A Bit of Benchmarking

PyPy recently posted some interesting benchmarks from the computer language shootout, and in my last post about Unladen Swallow I described a patch that would hopefully be landing soon. I decided it would be interesting to benchmarks something with this patch. For this I used James Tauber’s Mandelbulb application, at both 100x100 and 200x200. I tested CPython, Unladen Swallow Trunk, Unladen Swallow Trunk with the patch, and a recent PyPy trunk (compiled with the JIT).

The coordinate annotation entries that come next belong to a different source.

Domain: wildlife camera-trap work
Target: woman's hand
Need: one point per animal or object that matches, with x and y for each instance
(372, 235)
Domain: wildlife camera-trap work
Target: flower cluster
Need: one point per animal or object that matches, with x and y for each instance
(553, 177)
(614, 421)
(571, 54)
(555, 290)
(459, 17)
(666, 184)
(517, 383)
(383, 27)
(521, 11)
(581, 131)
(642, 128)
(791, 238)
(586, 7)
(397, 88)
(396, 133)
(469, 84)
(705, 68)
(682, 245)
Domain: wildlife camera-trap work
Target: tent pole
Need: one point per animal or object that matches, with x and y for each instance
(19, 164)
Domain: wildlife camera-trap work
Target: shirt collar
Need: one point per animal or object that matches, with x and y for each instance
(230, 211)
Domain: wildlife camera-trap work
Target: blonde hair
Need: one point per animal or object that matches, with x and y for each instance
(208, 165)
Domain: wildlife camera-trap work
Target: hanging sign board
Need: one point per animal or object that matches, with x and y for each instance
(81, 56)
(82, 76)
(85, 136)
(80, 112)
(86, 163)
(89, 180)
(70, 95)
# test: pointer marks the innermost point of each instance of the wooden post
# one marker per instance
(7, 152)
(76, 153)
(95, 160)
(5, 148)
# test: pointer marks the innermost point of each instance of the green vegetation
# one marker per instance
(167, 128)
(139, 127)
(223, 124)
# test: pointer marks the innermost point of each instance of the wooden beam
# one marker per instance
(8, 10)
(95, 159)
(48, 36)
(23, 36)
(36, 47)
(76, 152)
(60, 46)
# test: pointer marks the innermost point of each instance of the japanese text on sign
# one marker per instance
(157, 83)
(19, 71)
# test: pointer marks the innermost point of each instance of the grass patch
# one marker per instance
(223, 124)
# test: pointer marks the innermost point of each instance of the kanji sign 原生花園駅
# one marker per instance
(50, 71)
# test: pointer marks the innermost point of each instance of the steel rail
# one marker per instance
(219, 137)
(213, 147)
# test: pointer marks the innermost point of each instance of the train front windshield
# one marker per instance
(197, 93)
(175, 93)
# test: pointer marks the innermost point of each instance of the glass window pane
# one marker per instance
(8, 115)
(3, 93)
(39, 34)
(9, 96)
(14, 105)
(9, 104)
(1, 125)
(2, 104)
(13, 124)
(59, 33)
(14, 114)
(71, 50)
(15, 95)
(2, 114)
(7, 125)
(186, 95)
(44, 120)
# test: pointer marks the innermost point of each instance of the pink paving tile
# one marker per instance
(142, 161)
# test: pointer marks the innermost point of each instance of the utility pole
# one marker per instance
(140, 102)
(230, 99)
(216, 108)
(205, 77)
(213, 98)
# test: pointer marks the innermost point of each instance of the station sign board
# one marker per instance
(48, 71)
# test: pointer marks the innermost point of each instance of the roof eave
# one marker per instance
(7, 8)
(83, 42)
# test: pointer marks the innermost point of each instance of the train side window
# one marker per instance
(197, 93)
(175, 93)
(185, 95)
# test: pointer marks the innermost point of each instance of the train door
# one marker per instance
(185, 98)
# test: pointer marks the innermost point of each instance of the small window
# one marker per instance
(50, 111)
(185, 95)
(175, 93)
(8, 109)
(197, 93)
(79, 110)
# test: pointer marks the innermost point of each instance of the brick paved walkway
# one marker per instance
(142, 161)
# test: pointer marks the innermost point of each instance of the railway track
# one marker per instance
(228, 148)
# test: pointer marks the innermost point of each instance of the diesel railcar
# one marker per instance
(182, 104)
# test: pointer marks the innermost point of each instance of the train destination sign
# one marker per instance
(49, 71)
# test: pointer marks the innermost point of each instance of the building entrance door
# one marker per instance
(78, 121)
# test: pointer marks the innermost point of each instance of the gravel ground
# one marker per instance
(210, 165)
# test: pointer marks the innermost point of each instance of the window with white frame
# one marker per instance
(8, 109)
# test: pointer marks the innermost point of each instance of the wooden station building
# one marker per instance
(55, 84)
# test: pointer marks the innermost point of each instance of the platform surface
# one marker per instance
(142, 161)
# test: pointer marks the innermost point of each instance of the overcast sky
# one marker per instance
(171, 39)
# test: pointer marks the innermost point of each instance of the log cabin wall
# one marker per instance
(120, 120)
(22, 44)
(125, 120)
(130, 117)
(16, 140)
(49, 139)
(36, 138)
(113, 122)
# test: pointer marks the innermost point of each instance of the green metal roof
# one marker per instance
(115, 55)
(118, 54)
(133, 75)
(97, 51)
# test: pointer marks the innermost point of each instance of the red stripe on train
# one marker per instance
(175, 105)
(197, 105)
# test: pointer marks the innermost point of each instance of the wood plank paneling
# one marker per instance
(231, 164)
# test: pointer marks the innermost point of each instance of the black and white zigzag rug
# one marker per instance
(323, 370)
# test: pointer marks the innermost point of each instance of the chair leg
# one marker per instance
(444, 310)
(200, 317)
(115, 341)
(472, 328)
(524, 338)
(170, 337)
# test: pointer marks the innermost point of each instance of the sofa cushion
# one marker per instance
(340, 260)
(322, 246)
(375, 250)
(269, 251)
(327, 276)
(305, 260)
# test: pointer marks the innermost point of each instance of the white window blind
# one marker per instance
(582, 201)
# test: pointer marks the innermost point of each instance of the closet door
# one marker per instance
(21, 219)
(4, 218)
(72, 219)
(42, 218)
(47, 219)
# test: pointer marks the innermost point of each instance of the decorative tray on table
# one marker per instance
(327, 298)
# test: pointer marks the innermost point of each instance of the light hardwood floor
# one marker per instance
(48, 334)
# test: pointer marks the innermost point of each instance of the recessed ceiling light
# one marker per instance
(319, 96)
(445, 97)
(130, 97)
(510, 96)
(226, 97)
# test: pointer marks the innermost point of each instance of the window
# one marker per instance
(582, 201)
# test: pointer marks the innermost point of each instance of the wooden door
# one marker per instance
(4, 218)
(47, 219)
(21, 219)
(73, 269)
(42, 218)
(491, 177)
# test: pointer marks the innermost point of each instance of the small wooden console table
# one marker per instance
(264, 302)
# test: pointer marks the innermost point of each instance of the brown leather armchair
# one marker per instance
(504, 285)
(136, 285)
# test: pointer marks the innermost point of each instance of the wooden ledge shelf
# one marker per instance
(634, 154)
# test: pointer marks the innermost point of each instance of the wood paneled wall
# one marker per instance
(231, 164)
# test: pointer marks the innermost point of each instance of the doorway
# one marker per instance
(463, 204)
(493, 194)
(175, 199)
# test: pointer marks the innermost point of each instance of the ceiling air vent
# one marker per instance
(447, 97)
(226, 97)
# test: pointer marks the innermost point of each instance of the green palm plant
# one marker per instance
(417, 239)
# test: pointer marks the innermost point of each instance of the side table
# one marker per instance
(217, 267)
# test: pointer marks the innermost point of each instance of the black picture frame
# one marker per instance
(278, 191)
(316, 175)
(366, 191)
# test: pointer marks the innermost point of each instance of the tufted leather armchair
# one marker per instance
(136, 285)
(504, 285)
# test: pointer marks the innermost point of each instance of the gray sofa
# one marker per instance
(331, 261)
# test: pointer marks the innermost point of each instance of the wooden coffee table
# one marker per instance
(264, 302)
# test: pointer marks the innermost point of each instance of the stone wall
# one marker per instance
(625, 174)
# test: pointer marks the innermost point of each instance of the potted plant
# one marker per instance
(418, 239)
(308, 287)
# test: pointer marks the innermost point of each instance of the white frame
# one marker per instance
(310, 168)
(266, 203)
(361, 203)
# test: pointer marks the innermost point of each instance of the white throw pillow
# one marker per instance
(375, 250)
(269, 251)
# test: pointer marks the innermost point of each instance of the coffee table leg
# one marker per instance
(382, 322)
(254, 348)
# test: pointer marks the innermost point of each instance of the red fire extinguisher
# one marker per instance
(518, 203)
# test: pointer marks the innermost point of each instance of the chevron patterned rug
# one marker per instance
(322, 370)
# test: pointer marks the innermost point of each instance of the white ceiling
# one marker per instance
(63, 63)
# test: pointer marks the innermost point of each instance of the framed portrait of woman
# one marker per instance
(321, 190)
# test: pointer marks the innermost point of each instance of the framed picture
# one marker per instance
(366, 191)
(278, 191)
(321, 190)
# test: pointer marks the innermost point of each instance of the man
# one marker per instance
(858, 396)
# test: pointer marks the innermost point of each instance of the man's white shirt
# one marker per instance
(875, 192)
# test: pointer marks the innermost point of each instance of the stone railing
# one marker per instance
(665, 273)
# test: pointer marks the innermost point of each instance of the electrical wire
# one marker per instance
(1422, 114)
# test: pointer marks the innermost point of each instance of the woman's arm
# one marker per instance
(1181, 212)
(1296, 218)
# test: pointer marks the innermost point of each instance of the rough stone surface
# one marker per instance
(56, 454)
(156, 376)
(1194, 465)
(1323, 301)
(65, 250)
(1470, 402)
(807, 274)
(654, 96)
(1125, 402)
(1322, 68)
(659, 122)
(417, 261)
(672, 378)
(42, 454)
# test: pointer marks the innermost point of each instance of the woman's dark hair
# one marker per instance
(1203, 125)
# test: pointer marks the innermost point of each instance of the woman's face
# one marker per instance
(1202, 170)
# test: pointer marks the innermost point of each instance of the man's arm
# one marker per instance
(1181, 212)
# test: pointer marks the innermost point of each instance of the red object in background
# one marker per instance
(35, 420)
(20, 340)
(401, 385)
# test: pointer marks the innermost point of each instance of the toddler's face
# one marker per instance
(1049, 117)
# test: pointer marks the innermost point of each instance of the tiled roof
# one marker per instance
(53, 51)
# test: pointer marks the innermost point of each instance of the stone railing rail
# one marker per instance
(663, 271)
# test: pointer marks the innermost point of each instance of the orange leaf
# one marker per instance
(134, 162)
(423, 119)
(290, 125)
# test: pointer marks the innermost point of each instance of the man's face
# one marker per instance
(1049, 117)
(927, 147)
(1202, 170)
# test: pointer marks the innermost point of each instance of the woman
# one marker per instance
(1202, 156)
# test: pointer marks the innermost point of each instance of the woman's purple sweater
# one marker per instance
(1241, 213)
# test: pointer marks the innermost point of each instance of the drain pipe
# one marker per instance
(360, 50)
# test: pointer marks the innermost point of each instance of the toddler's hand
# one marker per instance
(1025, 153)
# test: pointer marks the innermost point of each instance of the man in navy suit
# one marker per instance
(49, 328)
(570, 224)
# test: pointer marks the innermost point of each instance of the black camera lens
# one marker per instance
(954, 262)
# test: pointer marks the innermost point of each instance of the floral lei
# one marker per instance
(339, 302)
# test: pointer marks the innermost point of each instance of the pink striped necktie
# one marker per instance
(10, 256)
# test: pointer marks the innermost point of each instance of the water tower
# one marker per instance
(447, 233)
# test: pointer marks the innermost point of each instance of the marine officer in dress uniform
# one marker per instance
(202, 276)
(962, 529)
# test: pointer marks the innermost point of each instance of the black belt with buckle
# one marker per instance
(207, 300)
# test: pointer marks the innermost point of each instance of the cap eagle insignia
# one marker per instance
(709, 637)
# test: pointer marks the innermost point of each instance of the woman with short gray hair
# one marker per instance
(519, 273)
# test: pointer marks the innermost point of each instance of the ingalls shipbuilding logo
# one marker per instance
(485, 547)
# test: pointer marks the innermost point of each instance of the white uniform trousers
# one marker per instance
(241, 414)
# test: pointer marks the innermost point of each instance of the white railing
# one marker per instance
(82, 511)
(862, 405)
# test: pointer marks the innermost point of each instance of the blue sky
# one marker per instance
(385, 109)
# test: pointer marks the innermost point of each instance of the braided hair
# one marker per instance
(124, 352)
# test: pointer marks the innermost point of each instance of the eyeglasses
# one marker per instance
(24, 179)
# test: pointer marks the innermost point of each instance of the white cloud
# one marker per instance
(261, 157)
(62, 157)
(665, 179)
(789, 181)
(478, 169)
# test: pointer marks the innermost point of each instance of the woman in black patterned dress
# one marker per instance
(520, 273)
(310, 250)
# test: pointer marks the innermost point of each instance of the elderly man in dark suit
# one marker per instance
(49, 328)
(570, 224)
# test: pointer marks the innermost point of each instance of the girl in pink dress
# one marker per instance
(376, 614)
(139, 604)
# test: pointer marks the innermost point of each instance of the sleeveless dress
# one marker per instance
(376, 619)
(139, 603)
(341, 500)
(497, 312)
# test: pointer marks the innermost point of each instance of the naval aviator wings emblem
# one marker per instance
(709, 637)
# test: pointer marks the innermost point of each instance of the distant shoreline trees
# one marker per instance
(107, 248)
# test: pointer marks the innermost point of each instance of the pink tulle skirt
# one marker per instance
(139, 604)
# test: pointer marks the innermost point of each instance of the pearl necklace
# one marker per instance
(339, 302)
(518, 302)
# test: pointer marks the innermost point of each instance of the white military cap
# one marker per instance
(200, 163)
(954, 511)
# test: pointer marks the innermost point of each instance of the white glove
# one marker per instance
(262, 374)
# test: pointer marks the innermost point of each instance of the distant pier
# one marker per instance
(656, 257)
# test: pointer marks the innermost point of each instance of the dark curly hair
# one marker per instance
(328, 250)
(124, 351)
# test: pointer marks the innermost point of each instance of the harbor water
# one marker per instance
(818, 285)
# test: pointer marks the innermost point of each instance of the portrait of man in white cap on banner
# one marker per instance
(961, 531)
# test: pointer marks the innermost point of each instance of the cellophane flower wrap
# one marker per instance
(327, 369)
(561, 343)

My results were as follows:

============================= === ===
VM                            100 200
============================= === ===
CPython 2.6.4                 17s 64s
Unladen Swallow Trunk         16s 52s
Unladen swallow Trunk + Patch 13s 49s
PyPy Trunk                    10s 46s
============================= === ===

Interesting results. At 100x100 PyPy smokes everything else, and the patch shows a clear benefit for Unladen. However, at 200x200 both PyPy and the patch show diminishing returns. I’m not clear on why this is, but my guess is that something about the increased size causes a change in the parameters that makes the generated code less efficient for some reason.

It’s important to note that Unladen Swallow has been far less focussed on numeric benchmarks than PyPy, instead focusing on more web app concerns (like template languages). I plan to benchmark some of these as time goes on, particularly after PyPy merges their “faster-raise” branch, which I’m told improves PyPy’s performance on Django’s template language dramatically.